Did this fun little pitch today and scored a ton of gear. A #3 Camalot, a QD, and two biners', one locking. Made my day!
By Scott McMahon From: Boulder, CO Aug 30, 2010 rating: 5.64c14VS 4b
Pretty continuous 5.6 the whole way. Holds and pockets materialize just where you need them, but expect solid 5.6 the whole way. I'd agree with maybe not doing this for your first lead as it can be a little heady.
Do as one pitch, lots of extra rope w/ a 60 meter.
By Rich F. From: Colorado Springs, CO Sep 6, 2010 rating: 5.75a15V+MVS 4b
Did this today in a howling wind -- 65 mph gusts at Nederland. About got blown off near the top! Great route. Direct start felt 5.7 to me for the first 9 ft. The rest of the climb to the "roof" was no harder than 5.6 IMO. Belayed below the roof, then walked to the left side of the "roof" and climbed the "tall", right-facing dihedral (see pic). Climbing (jamming & stemming) over that 10' section felt pretty stiff for 5.6. After rapping back down (to retrieve gear) I went over the roof the 2nd time about 20 ft right of the tall dihedral, and it was just an easy step over.
Quality route with different climbing styles and smooth moves. Can be done with one 70m rope.
By farkas.time From: Sheffield, SY Apr 9, 2012 rating: 5.64c14VS 4b
This is a great route with varied climbing. It has good jams, a cool roof crank, some tenuous slab, and vertical stemming. Don't let the 5.6 fool you -- this rock is stout. I've climbed comparable 8s, and there's a short runout section that is spooky. The gear placements are available but tricky -- this is not a good beginner lead. Furthermore, the leader goes out of view of the belay almost immediately, and even if you do it in two pitches, communication will likely have to be done with the rope, especially if the river is high. As such, I recommend one pitch, since communication is a problem anyway, rope drag is not an issue, and p2 is super-duper short.

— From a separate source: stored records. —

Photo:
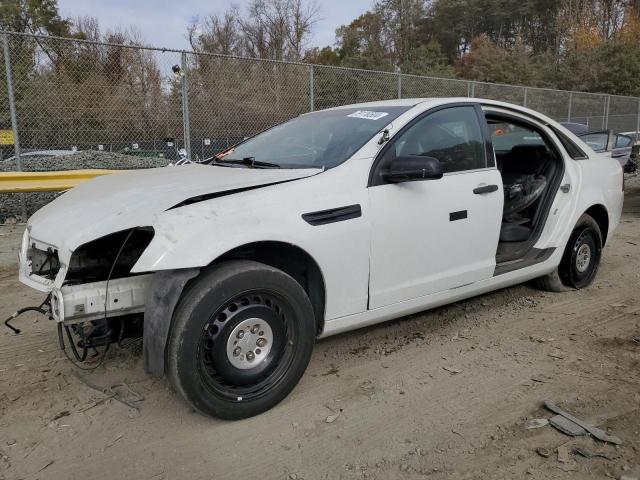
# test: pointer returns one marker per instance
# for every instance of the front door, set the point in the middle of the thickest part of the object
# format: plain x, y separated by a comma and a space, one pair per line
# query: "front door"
434, 235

Used to guide this a lot back in the mid 1990s, so got it totally wired. Once climbed it with my friend Doug in 24 minutes, car-to-car (and yes, we led and belayed the route normally). It was quite aerobic, as I recall.
Today I on-sight free soloed this route directly. Pulling the roof was awesome. Graciously grabbing both sides of an amazing horn of rock that points ever abruptly down towards the void, my soul told me to cut feet, so I released, stabbed the ledge with my foot and felt dynamic perfection, rested, then continued onwards to the finish. Despite my belief that cruxing is almost completely self-imposed, I think I inevitably had a few edgy moments when the cracks die, just for a few feet, where I had to trust my foot jams, rubber, and ability before running into horizontal seams. I believe these couple moves can be done with utter solidity with a few practice sessions, onsight however, I believe it will be a little precarious for most. All in all, very inspiring route, great rock quality with sweet granite movement.
Unless I did another route by mistake, (I don't think so) this is a one pitch route, about 50 meters. Good route on quality rock. I think the crux is getting off the deck; the footing is a tad awkward.